Já perdeu a conta de idas e voltas,
em milhões de passos no mesmo caminho,
vida sofrida porém sem revoltas,
lá vem novamente, falando baixinho.

Segurando firme o velho bastão,
lá vem rengueando o pobre ancião,
cabeça baixa sob o chapéu.

Nunca foi de caminhar ligeiro,
e talvez por isto aquele estradeiro
levará tempo até chegar no céu!

NO BRANQUEAR DA MELENA

Sob a melena tordilha,
pelechada pelo tempo,
ainda passam tropilhas,
tranqueando no pensamento.

Mate e fogo de chão,
vão curtindo seu carnal,
ontem campo, hoje galpão,
amanhã -  ponto final.

Como ele tantos outros,
corcovearam como potros,
nesta invernada terrena,

mas sem a sorte de um galpão,
de um mate ou fogo de chão,
no branquear da melena.

ALTO NOS PELEGOS

Dentre a rapaziada lá de fora, tinha um parceiro que era fora do padrão. Muito alto e magro a dar com um pau, como se diz. Era mais conhecido como “Coqueiro”, apesar de outros apelidos como, taquara, cipó, girafa...

Pois um dia, num fandango do outro lado do rio, já no município vizinho, se alinhavou com uma prenda. O Coqueiro não falava noutra coisa. O namoro era o seu xodó do momento.

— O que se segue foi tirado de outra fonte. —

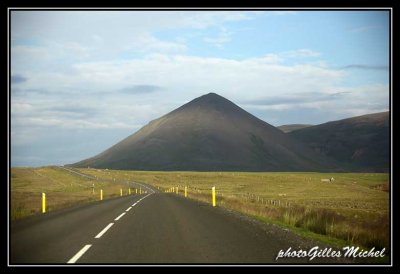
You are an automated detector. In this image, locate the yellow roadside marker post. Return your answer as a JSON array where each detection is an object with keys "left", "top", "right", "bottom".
[
  {"left": 42, "top": 192, "right": 46, "bottom": 213},
  {"left": 211, "top": 186, "right": 217, "bottom": 206}
]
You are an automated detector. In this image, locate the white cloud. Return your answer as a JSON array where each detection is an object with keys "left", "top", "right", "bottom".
[
  {"left": 280, "top": 49, "right": 321, "bottom": 58},
  {"left": 204, "top": 27, "right": 233, "bottom": 48}
]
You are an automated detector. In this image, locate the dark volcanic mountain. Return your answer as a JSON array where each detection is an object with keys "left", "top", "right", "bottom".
[
  {"left": 277, "top": 124, "right": 312, "bottom": 133},
  {"left": 288, "top": 112, "right": 390, "bottom": 172},
  {"left": 73, "top": 93, "right": 335, "bottom": 171}
]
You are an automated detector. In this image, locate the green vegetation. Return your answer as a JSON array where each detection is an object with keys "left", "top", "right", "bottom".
[
  {"left": 10, "top": 167, "right": 138, "bottom": 220},
  {"left": 11, "top": 167, "right": 390, "bottom": 255},
  {"left": 80, "top": 169, "right": 390, "bottom": 250}
]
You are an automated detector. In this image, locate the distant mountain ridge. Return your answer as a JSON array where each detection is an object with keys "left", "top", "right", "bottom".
[
  {"left": 73, "top": 93, "right": 339, "bottom": 171},
  {"left": 288, "top": 112, "right": 390, "bottom": 172},
  {"left": 277, "top": 124, "right": 313, "bottom": 133}
]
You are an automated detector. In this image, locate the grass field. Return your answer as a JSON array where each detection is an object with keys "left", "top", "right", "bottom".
[
  {"left": 10, "top": 167, "right": 141, "bottom": 220},
  {"left": 11, "top": 167, "right": 390, "bottom": 255}
]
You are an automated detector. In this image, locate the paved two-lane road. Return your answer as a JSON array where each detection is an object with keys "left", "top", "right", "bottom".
[{"left": 10, "top": 183, "right": 350, "bottom": 264}]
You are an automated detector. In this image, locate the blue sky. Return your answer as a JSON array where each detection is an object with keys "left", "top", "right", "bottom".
[{"left": 10, "top": 10, "right": 390, "bottom": 166}]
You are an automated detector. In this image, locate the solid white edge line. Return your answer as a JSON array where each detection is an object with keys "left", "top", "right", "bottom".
[
  {"left": 67, "top": 245, "right": 92, "bottom": 264},
  {"left": 114, "top": 212, "right": 126, "bottom": 221},
  {"left": 95, "top": 223, "right": 114, "bottom": 239}
]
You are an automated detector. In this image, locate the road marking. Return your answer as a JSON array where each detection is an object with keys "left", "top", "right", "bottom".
[
  {"left": 67, "top": 245, "right": 92, "bottom": 264},
  {"left": 95, "top": 223, "right": 114, "bottom": 239},
  {"left": 114, "top": 212, "right": 126, "bottom": 221}
]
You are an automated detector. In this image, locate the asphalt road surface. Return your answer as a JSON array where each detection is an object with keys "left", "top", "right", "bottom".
[{"left": 9, "top": 183, "right": 350, "bottom": 265}]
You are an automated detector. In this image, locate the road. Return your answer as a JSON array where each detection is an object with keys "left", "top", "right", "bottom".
[{"left": 10, "top": 183, "right": 350, "bottom": 264}]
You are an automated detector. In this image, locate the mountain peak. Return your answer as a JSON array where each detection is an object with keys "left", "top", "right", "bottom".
[{"left": 180, "top": 92, "right": 240, "bottom": 112}]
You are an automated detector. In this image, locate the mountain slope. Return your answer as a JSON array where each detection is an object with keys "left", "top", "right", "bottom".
[
  {"left": 74, "top": 93, "right": 335, "bottom": 171},
  {"left": 288, "top": 112, "right": 390, "bottom": 172},
  {"left": 277, "top": 124, "right": 312, "bottom": 133}
]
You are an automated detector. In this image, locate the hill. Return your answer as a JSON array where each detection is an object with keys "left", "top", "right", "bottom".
[
  {"left": 277, "top": 124, "right": 312, "bottom": 133},
  {"left": 73, "top": 93, "right": 336, "bottom": 171},
  {"left": 288, "top": 112, "right": 390, "bottom": 172}
]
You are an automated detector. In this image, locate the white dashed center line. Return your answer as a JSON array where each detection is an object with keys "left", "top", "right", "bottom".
[
  {"left": 67, "top": 189, "right": 154, "bottom": 264},
  {"left": 114, "top": 212, "right": 126, "bottom": 221},
  {"left": 67, "top": 245, "right": 92, "bottom": 264},
  {"left": 95, "top": 223, "right": 114, "bottom": 239}
]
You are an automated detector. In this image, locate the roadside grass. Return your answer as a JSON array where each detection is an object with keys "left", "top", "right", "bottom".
[
  {"left": 80, "top": 168, "right": 390, "bottom": 253},
  {"left": 10, "top": 167, "right": 138, "bottom": 220},
  {"left": 11, "top": 167, "right": 391, "bottom": 260}
]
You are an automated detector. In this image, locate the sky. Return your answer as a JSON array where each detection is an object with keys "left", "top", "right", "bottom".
[{"left": 9, "top": 10, "right": 390, "bottom": 167}]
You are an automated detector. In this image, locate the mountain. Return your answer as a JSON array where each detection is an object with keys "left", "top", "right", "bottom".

Aos domingos, encilhava sua baia, que por sinal, floraça de égua, gorda, bem domada, buena de rédea e marchadeira e se bandeava para o outro lado pra amezinar os anseios do coração.

Depois que arrumou a namorada, a baia teve mais atenção. Dormia na cocheira, comia um milhozito e um verde à tardinha. Afinal a montaria era o meio de transporte do taura.

Certa feita, num sábado de baile lá do outro lado, a baia amanheceu abichornada, não levantava, se rolava, não comeu a ração. Cólica na égua, disse o velho.

O Coqueiro e o pai dele de pronto iniciaram os procedimentos campeiros pra reanimar a baia. Até uma comadre velha veio benzer o animal.

O tempo ia passando, eles lidando com a medicina campeira, mas a mostra de melhora não vinha nunca. A hora do baile chegando e o Coqueiro já apavorado deixou o velho cuidando a égua e foi pegar um tobiano feiarrão, que puxava a pipa d’água. O tobiano era pouco mais que um petiço. A diferença era mínima, mas era a única alternativa para não perder o baile.

Chegou do potreiro montado no cavalito e seus pés por pouco não arrastavam no chão, afinal, o Coqueiro era realmente alto.

O pai dele, com uma risada de toda a boca, duvidou que ele fosse ao baile no tobiano, pois seria um verdadeiro fiasco ele daquele tamanho montado arrastando os pés.

Mas paixão é paixão, e ele depois de caprichar na pilcha, encilhou, colocando sobre o arreio mais ou menos uns oito pelegos. Teve que emendar a cincha com um ajojo, porque além da pelegama, o tobiano era pançudo e daqueles que incham a pança na hora do aperto.

Pra encurtar o causo, o Coqueiro alçou a perna e saiu mandando lata. Mesmo com o andaime de pelego, ainda as botas roçavam nas macegas.

No outro dia chegou de volta em casa, contou que a uma certa distância do salão do dito baile, apeou e levou o tobiano a cabresto, já que a parceria estava reunida em frente o salão e a zombaria seria certa.

O Coqueiro “ficou feio no retrato”  mas não perdeu o baile nem a prenda.